Part of that thesis includes Bhatia's assessment that "ATVI offers one of the best risk-rewards in the video game universe, at current price levels." And that doesn't even seem to factor in the possibility that ATVI could start charging for a premium subscription service with the new Beachhead division

Besides Call of Duty, Bhatia notes, "Other areas of potential growth include a) Blizzard’s upcoming casual MMO; b) the launch of Diablo and its monetization online; c) introduction of Call of Duty in China (probably not before 2012/2013); d) Bungie’s game in development and e) recently announced new toy based property, etc."

James Brightman has been covering the games industry since 2003 and has been an avid gamer ever since the days of Atari and Intellivision. He was previously the EIC of GameDaily Biz.

2 Comments

UrieltheDeadGod
March 11, 2011

At least the analyst wasn't Michael Pachter... thet guy knows CRAP about the industry.

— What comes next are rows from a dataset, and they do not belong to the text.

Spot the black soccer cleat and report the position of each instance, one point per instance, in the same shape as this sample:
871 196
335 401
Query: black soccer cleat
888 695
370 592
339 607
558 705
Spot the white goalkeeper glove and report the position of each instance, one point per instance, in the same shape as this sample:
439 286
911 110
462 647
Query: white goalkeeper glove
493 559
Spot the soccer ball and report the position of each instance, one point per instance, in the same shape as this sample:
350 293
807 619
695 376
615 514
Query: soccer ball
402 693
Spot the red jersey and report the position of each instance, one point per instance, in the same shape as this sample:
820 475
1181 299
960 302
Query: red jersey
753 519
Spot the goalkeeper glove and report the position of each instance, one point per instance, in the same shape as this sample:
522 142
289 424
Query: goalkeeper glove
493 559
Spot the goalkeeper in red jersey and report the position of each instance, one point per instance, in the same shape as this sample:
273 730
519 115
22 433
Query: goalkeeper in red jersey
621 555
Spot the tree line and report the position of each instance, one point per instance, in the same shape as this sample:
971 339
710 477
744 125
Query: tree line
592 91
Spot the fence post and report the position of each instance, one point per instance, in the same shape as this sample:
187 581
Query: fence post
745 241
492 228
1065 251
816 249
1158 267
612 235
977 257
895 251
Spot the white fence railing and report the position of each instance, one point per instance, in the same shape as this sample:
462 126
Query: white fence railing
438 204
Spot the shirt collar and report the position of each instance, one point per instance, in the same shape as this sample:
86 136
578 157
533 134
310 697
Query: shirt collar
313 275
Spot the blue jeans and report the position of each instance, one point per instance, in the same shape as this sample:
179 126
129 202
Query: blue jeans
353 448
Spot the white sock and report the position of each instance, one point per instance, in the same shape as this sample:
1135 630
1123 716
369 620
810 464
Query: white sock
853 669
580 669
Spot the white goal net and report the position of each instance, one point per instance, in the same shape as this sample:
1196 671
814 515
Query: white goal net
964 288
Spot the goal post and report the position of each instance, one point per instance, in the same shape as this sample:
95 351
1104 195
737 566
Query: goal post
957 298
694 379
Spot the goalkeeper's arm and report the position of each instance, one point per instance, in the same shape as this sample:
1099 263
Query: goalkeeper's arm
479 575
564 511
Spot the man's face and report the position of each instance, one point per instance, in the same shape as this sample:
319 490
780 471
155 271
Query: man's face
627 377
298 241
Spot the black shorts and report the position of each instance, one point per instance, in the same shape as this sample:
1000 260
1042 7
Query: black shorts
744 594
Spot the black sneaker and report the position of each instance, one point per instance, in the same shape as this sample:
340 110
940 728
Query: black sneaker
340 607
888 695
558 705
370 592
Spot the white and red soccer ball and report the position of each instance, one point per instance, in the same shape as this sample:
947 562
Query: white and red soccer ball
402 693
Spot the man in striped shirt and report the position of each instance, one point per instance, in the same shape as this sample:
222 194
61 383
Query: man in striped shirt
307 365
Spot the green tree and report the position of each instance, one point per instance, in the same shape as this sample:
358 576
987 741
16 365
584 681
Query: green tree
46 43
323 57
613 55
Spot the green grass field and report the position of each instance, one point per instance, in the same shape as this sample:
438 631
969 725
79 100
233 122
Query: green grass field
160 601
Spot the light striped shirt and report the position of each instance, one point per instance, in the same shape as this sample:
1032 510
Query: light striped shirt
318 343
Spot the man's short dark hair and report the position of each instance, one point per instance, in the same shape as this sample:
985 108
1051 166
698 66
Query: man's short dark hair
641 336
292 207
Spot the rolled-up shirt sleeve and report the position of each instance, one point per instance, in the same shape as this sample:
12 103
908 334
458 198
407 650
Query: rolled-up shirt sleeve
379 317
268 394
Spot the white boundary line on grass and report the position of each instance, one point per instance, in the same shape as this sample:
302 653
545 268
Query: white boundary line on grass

He has made SO MANY wrong calls, I'm surprised he still has a job...

GOT-SVVAG
March 14, 2011

I think this is starting to become the consumers fault. We keep buying all this crap from them even though its mostly worthless, Map packs have even increased, WAW was $10 for a map pack and now Mw2 and Black Ops are $15 a pack. Soon it'll be $20 for less then 5 maps. There becoming a monopoly in online video games and no one seems to complain about it. The special edition of the game features an R/C car I could probably buy from radioshack for about $25 and they charge $70 for it, scams and more scams, I'm not really surprised by anything in this article.